Te he echado tanto de menos. Cada atardecer, y deambulando en
solitario al borde del litoral mediterráneo, he intentado con todas mis
fuerzas zarpar y recorrer mentalmente los kilómetros que nos separaban
para sentirte próximo. Pero reconozco que no han sido pocas las
ocasiones en las que me ha invadido un fuerte sentimiento de soledad e
impotencia y me ha resultado imposible evitar naufragar preso de
pensamientos en los que tu voz, tu rostro o tu mirada se aparecían
vagamente, a la vez que distorsionados, desvaneciéndose hasta ser
imperceptibles y, acto seguido, era yo mismo a quien veía desaparecer
una y otra vez. Fantasear con esta idea, insensata quizás, parecía la
salida más sencilla. Día tras día.
Hasta ayer. Por fin regresaste a casa, al hogar, a nuestro castillo del amor como ambos lo llamamos cariñosamente en la intimidad.
Una larga estancia en el lejano continente asiático, al que te
trasladaste para dirigir un estudio de prospección de mercados y
estrategia comercial para la multinacional en la que trabajas, nos
mantuvo alejados durante varios meses.
No más llamadas internacionales de brevísima duración a horas
intempestivas. No más mensajes de texto con esos ridículos 160
caracteres que exprimíamos al máximo sin conseguir despertar en el otro
el efecto esperado. No más correos electrónicos artificiosos y carentes
de emoción espontánea. En suma, no más “te quiero” virtuales.
Tras una larga noche, amplia y mutuamente aprovechada, decidimos
levantarnos temprano. Un rápido desayuno. Ropa cómoda. Ni rastro de tu
traje y corbata. Bajamos a la playa. Tan solo un par de bloques de
apartamentos nos separaban de aquel escenario de ensueño.
Iniciado el paseo marítimo no hizo falta mencionar nada. No era
momento de verbalizar ni de aludir al pasado. Quizás en otra ocasión.
Atrás habíamos dejado nuestros respectivos trabajos, la hipoteca, las
redes sociales o el smartphone. Todo resulta tan sencillo si dos
personas así lo quieren.
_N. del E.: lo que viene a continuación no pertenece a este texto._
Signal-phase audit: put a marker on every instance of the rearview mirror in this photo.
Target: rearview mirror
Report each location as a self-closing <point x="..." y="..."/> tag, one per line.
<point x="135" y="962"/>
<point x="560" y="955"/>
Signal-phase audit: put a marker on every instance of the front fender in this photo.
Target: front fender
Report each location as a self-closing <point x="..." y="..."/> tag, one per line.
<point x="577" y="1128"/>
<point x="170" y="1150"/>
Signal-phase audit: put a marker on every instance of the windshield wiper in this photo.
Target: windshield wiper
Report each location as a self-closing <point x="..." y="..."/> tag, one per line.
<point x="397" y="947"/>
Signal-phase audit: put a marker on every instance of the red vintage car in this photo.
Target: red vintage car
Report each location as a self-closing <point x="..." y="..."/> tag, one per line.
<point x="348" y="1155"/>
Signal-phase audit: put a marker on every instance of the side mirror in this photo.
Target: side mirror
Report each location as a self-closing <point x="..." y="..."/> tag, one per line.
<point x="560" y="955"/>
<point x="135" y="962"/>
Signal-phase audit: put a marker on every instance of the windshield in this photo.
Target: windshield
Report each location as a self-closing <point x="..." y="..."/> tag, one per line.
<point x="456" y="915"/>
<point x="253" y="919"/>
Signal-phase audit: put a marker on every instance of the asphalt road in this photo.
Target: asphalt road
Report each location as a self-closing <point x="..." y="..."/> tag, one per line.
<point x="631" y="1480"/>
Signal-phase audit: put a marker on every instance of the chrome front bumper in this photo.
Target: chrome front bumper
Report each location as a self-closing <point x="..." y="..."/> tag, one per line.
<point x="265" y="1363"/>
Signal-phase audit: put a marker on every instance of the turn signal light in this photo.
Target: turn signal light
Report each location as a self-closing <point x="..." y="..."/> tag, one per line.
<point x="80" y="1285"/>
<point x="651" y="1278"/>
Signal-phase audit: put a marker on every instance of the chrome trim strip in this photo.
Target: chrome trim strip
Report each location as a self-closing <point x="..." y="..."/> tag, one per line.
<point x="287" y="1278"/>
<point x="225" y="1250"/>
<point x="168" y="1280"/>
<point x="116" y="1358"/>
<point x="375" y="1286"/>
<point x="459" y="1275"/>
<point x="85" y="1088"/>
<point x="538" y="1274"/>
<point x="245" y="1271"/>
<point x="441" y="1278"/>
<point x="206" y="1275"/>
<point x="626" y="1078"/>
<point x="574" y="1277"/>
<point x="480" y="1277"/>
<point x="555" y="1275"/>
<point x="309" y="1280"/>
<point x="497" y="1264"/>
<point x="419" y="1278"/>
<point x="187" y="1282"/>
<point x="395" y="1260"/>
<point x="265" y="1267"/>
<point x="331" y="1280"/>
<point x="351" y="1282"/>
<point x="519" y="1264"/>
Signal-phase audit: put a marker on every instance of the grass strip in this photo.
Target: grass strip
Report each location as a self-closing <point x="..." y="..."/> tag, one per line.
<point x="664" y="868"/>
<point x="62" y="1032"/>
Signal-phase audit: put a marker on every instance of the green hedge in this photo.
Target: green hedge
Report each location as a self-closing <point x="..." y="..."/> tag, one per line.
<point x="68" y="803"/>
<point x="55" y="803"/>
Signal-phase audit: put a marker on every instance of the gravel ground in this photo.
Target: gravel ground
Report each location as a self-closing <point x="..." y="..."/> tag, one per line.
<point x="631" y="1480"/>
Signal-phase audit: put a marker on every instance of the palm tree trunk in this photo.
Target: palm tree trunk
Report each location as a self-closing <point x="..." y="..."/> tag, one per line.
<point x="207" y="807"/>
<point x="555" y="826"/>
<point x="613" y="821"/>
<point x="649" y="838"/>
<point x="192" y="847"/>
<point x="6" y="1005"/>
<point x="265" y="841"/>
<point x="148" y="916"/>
El protagonista indiscutible era
nuestro presente y éste se manifestaba exclusivamente en la coexistencia
de un par de enamorados paseando descalzos junto a la orilla del mar.
El ahora nos revelaba un precioso amanecer. Me sonreíste. Y saludaste al sol. Sé que te sabe mucho mejor que despedirle.
Quédate conmigo. Ya no necesito huir a otra existencia, ni albergo el
más mínimo deseo de vivir a través de eternas ensoñaciones. Me quedo con nuestra realidad. La que hemos construido juntos. Quizás sea “la otra realidad”.
Ésa que no nos muestran los medios de comunicación – últimamente tan
preocupados por una pariente recién aparecida en escena de la cual
desconocen su grado de consanguinidad pero cuyos cambios de humor les
suponen un alto riesgo o por esa sobrecogedora presión ejercida por unos
seres pseudo-alienígenas a los que nadie ha visto en persona pero que
responden al temido nombre de “mercados” – y que siempre ha estado ahí.
Sólo nos pide que queramos verla.
La nuestra no es una “relación escaparate” ante la sociedad,
más bien todo lo contrario. Secretamente mantenemos viva nuestra
particular llama amorosa, escribiendo conjuntamente el guión de nuestras
vidas paralelas. Con gran recelo conservo nuestro preciado tesoro, bien
por miedo a ser juzgado, bien por temor a que me fueras arrebatado por
un alma desalmada o simplemente por evitar suscitar envidias a nuestro
alrededor – ¿por qué resulta tan difícil alegrarse por el bien ajeno?
En cada paseo marítimo obviamente tú también eres partícipe, querida
playa, nuestra playa. Tus aguas son testigo directo y claro reflejo de
nuestras vivencias, cómplices espectadoras de nuestro querer. Tu fiel compañía me ayudó a refugiarme, a escapar, a sentir cerca y lejos el latir de mi ser amado, a caminar en su ausencia.
De nuevo escucho el suave mecer de las olas a escasos metros de distancia. La brisa acaricia mi cuerpo. Ahora él agarra mi mano. Y mi mente descansa serena.